Regime Shifts in a Dynamic Term Structure Model of U.S. Treasury Bond Yields

Regime Shifts in a Dynamic Term Structure Model of U.S. Treasury Bond Yields

By
Kenneth J. Singleton, Qiang Dai, Wei Yang
Review of Financial Studies. September
2007, Vol. 20, Issue 5, Pages 1669

This article develops and empirically implements an arbitrage-free, dynamic term structure model with “priced” factor and regime-shift risks. The risk factors are assumed to follow a discrete-time Gaussian process, and regime shifts are governed by a discrete-time Markov process with state-dependent transition probabilities.

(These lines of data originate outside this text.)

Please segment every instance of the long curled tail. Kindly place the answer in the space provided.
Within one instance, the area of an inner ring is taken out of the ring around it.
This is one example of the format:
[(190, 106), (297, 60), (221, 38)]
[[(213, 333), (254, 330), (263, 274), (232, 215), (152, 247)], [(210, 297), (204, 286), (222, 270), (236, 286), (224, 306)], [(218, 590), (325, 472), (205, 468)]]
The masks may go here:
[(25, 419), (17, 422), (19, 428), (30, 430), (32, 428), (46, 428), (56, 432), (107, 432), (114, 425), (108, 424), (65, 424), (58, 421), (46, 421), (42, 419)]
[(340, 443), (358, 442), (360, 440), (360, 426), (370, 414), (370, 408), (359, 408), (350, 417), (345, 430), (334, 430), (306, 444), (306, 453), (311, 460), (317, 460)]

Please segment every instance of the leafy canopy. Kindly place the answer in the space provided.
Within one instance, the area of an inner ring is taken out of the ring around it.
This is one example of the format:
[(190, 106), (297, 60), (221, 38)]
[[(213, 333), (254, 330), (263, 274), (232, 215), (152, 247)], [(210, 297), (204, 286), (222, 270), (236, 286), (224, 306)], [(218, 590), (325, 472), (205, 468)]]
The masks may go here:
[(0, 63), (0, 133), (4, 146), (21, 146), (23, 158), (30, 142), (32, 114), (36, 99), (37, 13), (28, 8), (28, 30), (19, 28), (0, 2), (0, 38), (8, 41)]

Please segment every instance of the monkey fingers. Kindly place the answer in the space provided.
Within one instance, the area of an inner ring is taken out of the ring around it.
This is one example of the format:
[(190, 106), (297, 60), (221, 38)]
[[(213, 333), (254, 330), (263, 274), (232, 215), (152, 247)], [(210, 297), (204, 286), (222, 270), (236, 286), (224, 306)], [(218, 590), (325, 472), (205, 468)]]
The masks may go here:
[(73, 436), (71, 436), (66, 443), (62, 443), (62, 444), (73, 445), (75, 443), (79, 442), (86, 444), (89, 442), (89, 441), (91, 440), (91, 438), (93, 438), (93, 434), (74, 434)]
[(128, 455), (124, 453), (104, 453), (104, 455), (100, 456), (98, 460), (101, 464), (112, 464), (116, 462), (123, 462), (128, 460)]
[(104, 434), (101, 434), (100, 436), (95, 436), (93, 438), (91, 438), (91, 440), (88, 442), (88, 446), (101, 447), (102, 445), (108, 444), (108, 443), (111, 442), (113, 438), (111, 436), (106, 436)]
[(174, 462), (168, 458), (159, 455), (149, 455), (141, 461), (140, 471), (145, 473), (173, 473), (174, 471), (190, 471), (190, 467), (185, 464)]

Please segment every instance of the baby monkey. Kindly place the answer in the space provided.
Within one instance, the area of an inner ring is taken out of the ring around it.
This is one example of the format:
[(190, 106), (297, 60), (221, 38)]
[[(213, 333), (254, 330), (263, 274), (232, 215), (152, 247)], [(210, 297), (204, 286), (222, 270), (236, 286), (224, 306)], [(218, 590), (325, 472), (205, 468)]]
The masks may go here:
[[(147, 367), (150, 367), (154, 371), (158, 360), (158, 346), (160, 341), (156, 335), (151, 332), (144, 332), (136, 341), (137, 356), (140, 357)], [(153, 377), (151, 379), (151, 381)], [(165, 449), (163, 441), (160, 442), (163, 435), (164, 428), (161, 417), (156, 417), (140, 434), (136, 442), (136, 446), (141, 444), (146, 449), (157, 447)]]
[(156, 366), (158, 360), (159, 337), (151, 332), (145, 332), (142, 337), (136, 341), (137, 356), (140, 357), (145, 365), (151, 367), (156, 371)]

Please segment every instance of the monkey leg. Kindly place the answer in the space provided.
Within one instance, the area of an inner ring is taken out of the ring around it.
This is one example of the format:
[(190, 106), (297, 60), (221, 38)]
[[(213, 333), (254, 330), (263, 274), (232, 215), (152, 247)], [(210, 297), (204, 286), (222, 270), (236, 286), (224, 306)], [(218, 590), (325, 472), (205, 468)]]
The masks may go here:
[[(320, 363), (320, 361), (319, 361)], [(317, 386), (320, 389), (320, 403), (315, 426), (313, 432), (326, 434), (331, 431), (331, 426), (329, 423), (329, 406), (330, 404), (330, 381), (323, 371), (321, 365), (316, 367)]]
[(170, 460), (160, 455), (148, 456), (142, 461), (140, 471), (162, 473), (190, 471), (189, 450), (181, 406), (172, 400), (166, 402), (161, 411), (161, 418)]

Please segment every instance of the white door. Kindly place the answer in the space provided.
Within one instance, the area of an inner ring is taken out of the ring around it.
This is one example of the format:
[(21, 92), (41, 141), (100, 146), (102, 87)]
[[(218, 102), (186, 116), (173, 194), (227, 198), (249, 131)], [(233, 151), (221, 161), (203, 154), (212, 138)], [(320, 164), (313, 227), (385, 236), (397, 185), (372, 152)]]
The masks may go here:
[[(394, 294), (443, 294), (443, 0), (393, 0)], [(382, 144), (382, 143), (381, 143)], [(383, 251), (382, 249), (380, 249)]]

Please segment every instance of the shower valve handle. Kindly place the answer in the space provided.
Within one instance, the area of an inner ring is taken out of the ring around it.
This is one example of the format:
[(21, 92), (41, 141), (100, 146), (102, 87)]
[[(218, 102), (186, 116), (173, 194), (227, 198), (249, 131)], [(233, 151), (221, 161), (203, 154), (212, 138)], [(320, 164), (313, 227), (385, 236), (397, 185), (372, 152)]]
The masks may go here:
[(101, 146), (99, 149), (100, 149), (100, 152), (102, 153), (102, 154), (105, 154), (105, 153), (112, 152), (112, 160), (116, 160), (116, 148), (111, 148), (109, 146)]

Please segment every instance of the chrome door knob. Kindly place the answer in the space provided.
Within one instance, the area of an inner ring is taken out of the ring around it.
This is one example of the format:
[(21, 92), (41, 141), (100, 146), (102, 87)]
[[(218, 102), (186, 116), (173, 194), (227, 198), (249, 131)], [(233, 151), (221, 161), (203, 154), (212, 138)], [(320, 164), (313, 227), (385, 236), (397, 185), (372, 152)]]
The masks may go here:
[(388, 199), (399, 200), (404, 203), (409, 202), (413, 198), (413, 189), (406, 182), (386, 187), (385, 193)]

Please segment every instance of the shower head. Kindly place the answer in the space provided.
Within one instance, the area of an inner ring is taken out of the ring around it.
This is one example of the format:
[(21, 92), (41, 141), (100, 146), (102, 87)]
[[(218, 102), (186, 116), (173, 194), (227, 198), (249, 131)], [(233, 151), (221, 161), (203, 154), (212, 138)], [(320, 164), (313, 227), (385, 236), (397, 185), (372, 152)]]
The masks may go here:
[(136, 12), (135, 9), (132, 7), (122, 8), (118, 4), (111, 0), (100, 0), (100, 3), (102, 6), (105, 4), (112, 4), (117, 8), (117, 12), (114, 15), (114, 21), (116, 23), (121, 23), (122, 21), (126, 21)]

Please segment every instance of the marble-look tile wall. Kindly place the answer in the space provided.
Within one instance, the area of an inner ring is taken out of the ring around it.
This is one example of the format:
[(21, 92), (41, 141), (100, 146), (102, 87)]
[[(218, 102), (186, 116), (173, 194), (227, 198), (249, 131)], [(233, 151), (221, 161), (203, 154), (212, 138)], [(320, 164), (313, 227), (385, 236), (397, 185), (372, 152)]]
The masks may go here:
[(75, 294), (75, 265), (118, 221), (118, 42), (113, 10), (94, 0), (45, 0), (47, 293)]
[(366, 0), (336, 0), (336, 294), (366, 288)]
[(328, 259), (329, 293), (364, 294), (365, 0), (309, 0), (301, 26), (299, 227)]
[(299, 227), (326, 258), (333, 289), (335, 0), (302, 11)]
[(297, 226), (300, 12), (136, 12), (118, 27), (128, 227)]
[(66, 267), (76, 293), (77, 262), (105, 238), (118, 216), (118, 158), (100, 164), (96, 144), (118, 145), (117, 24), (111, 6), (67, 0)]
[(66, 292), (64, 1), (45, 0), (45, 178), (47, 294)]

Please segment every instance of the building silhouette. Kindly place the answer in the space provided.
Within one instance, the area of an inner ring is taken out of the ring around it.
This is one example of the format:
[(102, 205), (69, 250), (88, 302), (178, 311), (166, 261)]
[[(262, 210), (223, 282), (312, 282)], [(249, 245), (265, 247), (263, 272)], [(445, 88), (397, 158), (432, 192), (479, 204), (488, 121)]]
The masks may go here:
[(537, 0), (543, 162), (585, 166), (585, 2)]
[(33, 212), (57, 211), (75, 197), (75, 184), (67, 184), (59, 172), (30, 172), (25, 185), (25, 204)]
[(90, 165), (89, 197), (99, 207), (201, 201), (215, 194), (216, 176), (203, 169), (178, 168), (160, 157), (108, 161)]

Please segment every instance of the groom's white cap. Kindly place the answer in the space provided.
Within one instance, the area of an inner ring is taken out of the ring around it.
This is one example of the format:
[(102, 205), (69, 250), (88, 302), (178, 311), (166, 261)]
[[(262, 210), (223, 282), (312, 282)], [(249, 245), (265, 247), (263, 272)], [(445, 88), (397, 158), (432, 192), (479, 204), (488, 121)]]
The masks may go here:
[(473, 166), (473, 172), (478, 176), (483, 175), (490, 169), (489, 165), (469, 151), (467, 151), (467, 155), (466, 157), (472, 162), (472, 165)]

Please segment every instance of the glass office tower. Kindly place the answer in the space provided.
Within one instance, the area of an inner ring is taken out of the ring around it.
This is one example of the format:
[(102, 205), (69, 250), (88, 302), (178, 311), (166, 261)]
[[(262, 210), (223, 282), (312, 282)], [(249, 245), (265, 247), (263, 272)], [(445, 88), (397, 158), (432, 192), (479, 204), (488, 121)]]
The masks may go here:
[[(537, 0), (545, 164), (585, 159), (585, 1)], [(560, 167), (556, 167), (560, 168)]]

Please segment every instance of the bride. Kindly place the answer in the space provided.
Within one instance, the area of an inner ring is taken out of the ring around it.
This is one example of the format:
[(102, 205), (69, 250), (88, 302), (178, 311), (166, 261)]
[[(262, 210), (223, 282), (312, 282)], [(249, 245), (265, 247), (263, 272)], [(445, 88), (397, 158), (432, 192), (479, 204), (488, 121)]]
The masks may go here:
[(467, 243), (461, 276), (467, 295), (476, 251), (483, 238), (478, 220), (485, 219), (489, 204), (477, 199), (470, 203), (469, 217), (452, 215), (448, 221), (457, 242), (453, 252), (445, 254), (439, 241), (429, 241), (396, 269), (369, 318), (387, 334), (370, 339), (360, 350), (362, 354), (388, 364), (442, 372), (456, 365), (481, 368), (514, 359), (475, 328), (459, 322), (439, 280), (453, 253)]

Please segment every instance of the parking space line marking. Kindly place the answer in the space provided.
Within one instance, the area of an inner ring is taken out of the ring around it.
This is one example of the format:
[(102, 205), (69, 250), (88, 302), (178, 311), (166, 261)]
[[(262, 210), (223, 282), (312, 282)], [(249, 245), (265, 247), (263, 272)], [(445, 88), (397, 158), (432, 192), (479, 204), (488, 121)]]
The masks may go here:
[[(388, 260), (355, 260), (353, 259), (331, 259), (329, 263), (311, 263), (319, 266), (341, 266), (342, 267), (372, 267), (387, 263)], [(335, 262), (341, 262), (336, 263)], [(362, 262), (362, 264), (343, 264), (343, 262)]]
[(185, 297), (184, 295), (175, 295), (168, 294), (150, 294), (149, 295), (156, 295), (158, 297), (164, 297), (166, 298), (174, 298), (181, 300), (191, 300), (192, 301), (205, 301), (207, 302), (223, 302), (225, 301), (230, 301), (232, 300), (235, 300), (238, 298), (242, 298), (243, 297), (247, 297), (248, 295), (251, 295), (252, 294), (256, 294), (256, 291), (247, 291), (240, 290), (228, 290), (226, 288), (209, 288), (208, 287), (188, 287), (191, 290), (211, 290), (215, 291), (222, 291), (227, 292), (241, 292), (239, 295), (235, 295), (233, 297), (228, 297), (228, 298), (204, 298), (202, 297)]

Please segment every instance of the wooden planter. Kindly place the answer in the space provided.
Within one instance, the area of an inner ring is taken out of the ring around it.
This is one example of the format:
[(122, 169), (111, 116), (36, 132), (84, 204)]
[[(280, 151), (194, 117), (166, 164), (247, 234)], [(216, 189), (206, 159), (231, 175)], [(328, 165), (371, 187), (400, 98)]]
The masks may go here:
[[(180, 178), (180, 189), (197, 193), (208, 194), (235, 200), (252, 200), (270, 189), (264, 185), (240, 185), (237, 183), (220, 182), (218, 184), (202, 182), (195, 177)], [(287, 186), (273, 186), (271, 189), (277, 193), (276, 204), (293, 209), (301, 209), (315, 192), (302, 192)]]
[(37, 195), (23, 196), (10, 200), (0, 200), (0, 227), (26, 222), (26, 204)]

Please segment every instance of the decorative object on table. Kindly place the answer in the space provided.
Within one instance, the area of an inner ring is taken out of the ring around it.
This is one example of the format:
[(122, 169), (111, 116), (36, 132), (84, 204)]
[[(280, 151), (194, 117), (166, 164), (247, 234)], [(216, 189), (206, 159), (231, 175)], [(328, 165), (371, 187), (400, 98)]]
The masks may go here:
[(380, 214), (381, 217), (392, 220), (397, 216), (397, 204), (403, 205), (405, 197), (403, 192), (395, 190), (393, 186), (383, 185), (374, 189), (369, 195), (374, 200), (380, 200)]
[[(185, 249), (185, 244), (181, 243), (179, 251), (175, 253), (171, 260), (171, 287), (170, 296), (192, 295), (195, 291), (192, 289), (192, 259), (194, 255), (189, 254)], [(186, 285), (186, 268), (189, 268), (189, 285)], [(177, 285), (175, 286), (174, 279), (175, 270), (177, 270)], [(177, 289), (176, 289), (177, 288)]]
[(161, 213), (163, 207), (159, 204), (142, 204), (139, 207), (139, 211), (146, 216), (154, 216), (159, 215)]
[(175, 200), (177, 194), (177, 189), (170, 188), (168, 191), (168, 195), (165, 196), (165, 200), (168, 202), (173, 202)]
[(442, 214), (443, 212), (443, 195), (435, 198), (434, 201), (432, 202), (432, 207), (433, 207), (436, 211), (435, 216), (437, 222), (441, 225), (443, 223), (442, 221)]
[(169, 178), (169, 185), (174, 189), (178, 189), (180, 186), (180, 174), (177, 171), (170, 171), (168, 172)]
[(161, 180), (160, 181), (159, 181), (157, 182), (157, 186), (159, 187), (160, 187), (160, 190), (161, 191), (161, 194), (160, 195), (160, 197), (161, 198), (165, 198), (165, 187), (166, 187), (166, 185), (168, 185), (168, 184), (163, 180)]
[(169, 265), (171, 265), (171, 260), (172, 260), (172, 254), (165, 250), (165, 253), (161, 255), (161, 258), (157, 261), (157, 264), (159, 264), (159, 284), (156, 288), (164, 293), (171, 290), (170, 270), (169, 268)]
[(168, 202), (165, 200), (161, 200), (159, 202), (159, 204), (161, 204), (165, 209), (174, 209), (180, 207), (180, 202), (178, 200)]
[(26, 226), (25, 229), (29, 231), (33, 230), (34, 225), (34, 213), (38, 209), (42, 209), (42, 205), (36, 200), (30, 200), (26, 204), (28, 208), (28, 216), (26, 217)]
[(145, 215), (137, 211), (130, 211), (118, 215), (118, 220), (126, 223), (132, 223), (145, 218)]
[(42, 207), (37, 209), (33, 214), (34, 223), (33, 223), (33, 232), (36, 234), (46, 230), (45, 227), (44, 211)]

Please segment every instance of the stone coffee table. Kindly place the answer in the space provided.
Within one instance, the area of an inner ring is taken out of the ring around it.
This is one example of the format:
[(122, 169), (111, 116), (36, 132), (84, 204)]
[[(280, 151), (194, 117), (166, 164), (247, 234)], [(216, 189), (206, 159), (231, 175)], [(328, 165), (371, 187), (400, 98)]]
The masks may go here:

This model gives closed-form solutions for zero-coupon bond prices, an analytic representation of the likelihood function for bond yields, and a natural decomposition of expected excess returns to components corresponding to regime-shift and factor risks. Using monthly data on U.S. Treasury zero-coupon bond yields, we show a critical role of priced, state-dependent regime-shift risks in capturing the time variations in expected excess returns, and document notable differences in the behaviors of the factor risk component of the expected returns across high and low volatility regimes. Additionally, the state dependence of the regime-switching probabilities is shown to capture an interesting asymmetry in the cyclical behavior of interest rates. The shapes of the term structure of volatility of bond yield changes are also very different across regimes, with the well-known hump being largely a low-volatility regime phenomenon.